夏の首都

 夏が来ると人々は誰もができうるかぎりニューヨークから出て行く。自然の中に出かけないにしても、どこか海岸に行く。でも私には海辺は堪えられない。そこにはけばけばしい色のショートパンツをはいた半裸の人々が闊歩し、私の目を害する。人々は砂に埋もれ、腹を出し、膝を曲げている。海辺は、私からすれば、醜い肉体の見本を陳列しているギャラリーだ。

 それで、海辺の代わりに、私はニューヨークの街を歩く。みんな海岸に出かけ、ガランとしてひと気がない。歩いているのは私ひとりと言ってよい。日が照り、車も少なく、悪臭も立たない。海や海岸を見たくなったら、メトロポリタン美術館に立ち寄り、スーラやモネの絵の傍らに佇み、わが目を慰める。
(ジョナス・メカス『どこにもないところからの手紙』から(『三上のブログ』2007年8月6日))

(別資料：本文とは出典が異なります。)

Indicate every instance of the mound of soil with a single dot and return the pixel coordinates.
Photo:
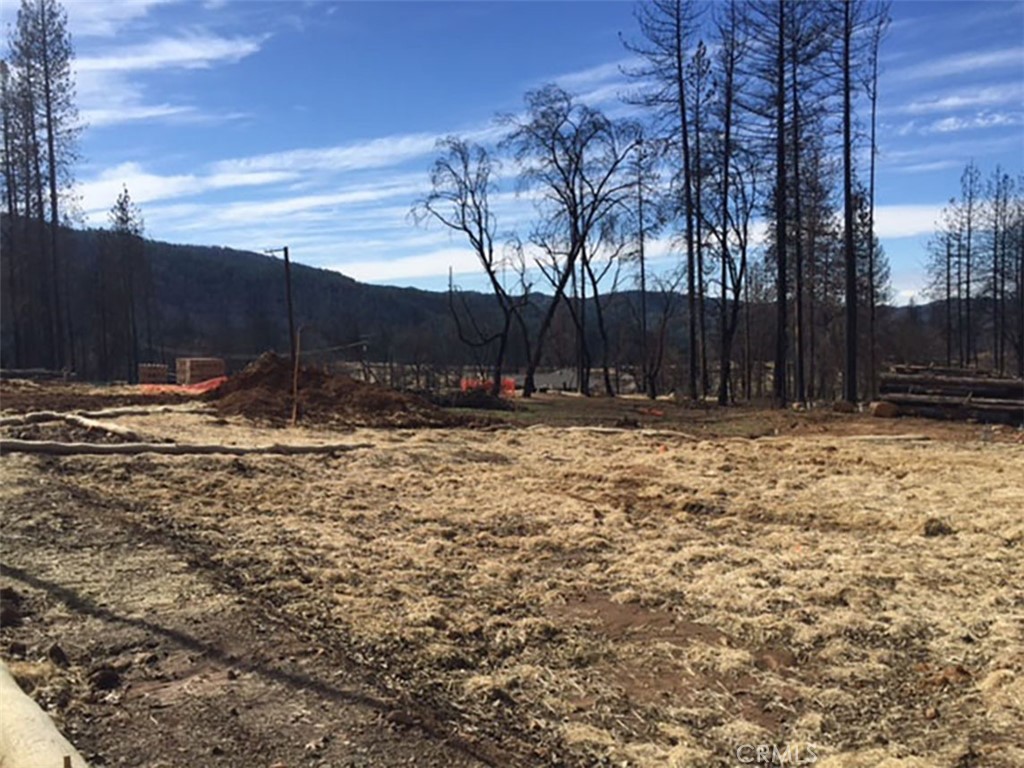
(262, 391)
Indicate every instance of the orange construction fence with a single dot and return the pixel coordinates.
(199, 387)
(508, 385)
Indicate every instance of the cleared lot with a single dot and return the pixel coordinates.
(528, 596)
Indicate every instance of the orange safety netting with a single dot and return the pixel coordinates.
(198, 388)
(508, 385)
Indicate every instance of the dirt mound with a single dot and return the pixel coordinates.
(263, 391)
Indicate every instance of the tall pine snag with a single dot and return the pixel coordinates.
(44, 133)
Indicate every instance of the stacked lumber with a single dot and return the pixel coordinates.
(195, 370)
(152, 373)
(953, 393)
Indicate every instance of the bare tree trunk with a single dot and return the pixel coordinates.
(781, 341)
(850, 371)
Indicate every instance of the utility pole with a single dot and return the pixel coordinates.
(288, 292)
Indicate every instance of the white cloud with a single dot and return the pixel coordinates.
(111, 91)
(461, 261)
(107, 17)
(905, 220)
(378, 153)
(190, 52)
(97, 117)
(963, 64)
(98, 194)
(1007, 93)
(973, 122)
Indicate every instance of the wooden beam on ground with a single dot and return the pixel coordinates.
(133, 449)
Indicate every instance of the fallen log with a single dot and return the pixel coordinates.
(952, 386)
(978, 403)
(92, 424)
(28, 736)
(41, 417)
(36, 417)
(942, 371)
(133, 449)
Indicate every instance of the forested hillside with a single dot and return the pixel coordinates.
(219, 301)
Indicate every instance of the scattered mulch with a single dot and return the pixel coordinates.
(18, 396)
(477, 399)
(62, 432)
(262, 391)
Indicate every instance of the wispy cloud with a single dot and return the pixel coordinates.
(1006, 93)
(377, 153)
(461, 261)
(974, 122)
(99, 193)
(906, 220)
(190, 52)
(99, 18)
(111, 81)
(963, 64)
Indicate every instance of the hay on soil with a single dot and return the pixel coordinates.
(262, 391)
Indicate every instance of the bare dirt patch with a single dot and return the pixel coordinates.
(530, 596)
(263, 391)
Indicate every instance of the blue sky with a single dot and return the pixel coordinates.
(255, 124)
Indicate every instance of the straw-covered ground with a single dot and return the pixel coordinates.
(531, 595)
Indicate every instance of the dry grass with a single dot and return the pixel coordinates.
(630, 598)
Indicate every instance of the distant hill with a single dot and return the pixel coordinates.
(207, 300)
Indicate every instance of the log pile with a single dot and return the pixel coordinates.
(195, 370)
(954, 393)
(152, 373)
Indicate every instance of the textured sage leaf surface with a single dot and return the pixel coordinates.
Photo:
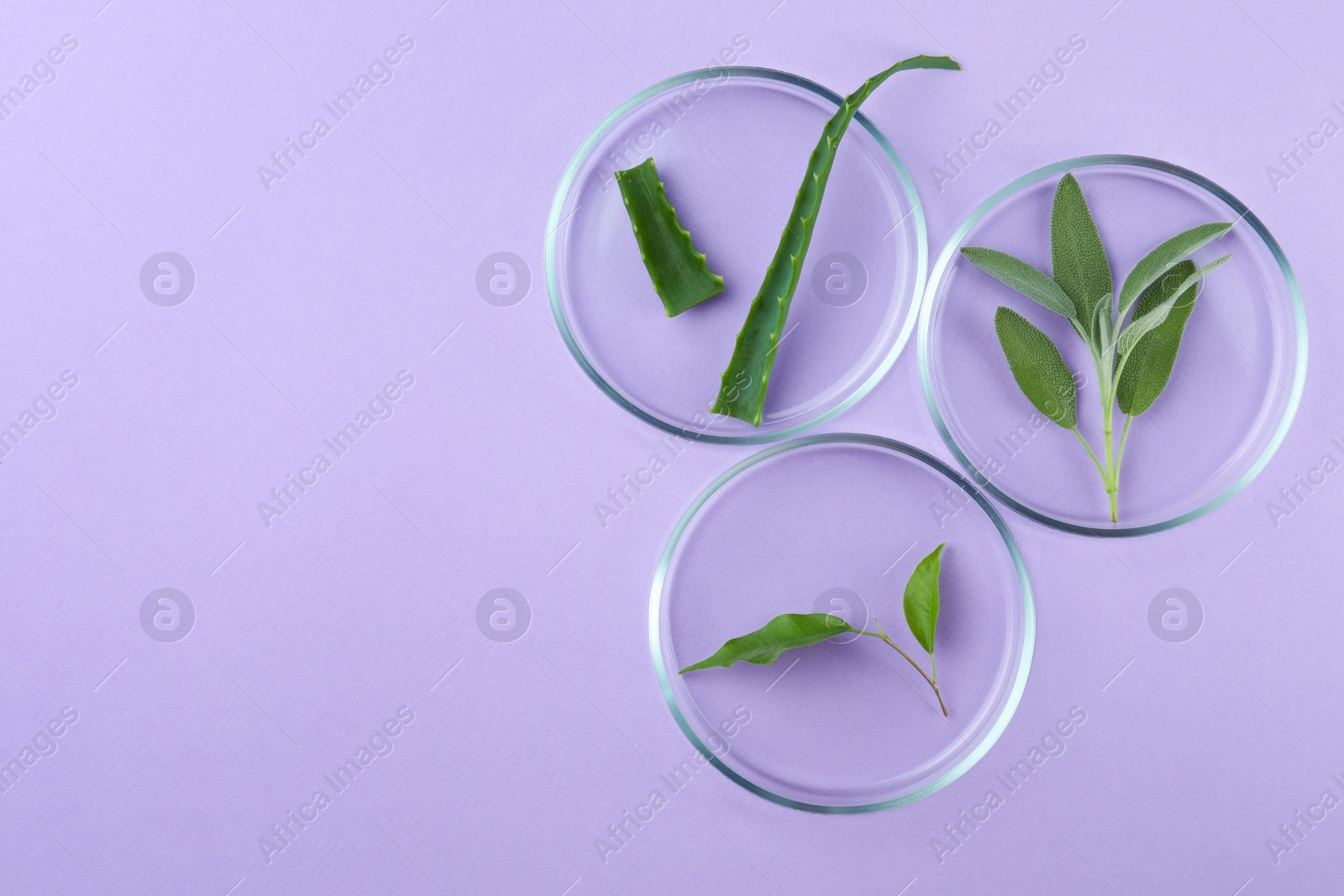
(1149, 365)
(921, 600)
(1159, 261)
(745, 380)
(1038, 367)
(680, 275)
(783, 633)
(1144, 324)
(1016, 273)
(1079, 259)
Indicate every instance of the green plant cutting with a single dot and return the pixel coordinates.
(680, 275)
(748, 375)
(793, 631)
(1133, 362)
(683, 280)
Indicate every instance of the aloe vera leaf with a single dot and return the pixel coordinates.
(1038, 367)
(745, 380)
(1149, 365)
(1159, 261)
(680, 275)
(783, 633)
(1025, 278)
(1077, 258)
(921, 600)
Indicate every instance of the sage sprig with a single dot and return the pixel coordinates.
(793, 631)
(1133, 362)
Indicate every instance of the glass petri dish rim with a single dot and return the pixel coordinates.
(1028, 644)
(1242, 211)
(568, 183)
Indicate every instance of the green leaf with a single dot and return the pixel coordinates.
(1149, 365)
(922, 598)
(1159, 261)
(1023, 277)
(1102, 324)
(1079, 259)
(783, 633)
(680, 275)
(1038, 367)
(1142, 325)
(743, 383)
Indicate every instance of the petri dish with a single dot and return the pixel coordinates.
(1236, 385)
(835, 524)
(732, 147)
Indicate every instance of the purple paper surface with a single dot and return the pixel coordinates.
(434, 626)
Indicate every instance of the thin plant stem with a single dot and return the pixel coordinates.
(1088, 448)
(1124, 439)
(933, 683)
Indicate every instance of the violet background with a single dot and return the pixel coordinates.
(358, 265)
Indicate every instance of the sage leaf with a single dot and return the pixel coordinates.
(1079, 259)
(680, 275)
(743, 383)
(783, 633)
(921, 600)
(1142, 325)
(1028, 281)
(1038, 367)
(1102, 325)
(1149, 365)
(1159, 261)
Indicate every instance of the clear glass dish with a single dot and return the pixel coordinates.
(1233, 394)
(837, 524)
(732, 147)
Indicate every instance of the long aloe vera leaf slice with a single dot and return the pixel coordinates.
(680, 275)
(743, 385)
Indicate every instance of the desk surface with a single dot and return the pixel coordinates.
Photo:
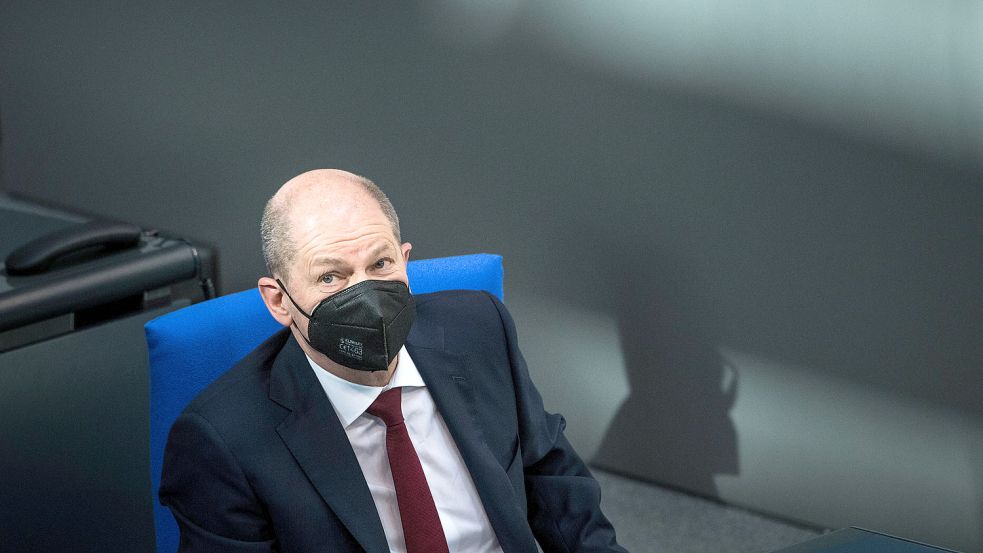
(856, 540)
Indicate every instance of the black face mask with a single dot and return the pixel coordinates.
(362, 327)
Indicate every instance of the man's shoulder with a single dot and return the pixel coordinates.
(457, 301)
(244, 384)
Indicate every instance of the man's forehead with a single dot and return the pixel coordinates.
(368, 251)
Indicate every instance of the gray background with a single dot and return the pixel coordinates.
(726, 285)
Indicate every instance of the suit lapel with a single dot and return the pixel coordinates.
(448, 377)
(318, 442)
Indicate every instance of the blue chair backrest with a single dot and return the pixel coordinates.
(191, 347)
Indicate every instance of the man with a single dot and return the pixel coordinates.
(333, 436)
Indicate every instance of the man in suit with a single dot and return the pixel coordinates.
(334, 436)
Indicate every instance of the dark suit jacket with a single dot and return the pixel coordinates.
(259, 461)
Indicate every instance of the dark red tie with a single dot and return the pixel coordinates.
(417, 512)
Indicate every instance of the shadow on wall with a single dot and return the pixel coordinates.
(674, 426)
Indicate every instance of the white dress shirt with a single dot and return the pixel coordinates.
(461, 513)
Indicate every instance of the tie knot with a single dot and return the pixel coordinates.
(387, 407)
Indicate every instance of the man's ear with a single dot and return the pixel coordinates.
(274, 299)
(405, 248)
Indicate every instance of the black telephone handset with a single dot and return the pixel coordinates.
(39, 254)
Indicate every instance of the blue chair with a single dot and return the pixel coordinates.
(191, 347)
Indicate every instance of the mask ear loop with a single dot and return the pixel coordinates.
(299, 308)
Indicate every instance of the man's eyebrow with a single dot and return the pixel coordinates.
(329, 261)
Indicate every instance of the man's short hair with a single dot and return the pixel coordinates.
(278, 247)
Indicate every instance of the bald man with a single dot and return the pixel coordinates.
(376, 420)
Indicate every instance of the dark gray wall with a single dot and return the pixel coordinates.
(687, 234)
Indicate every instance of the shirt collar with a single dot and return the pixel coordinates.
(350, 400)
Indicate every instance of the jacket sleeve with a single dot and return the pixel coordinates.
(209, 495)
(563, 497)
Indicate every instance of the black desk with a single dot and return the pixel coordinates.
(856, 540)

三上のブログで紹介されていたジョナス・メカスの言葉を読んで、その瞬間に開高健の『夏の闇』の冒頭に心が飛んだ。

その頃も旅をしていた。
ある国をでて、別の国に入り、そこの首府の学生町の安い旅館で寝たり起きたりして私はその日その日をすごしていた。季節はちょうど夏の入り口で、大半の住民がすでに休暇のために南へいき、都は広大な墓地か空谷にそっくりのからっぽさだった。毎日、朝から雨が降り、古綿のような空がひくくたれさがり、熱や輝きはどこにもない。夏はひどい下痢を起こし、どこもかしこもただ冷たくて、じとじととし、薄暗かった。膿んだり、分泌したり、醗酵したりするものは何もなかった。それが私には好ましかった。
開高健『夏の闇』)


人それぞれに、どのような手練手管を労しても他人には伝えられない類の、一期一会の感動の記憶がある。上記の夏の闇の冒頭は僕にとってそうした類の体験だった。そのとき、自分が読みたかったのは、この文章だと思った。
ちなみに上記開高の文章に出てくる“首府”はパリを、“学生町”とはカルチェ・ラタンを指している。『夏の闇』はパリとボン、ベルリンを舞台にした開高文学の傑作である。


明日の東京を歩いているのは何人だろう。半日休みを取って汗を流しながらそぞろ歩いてみようか。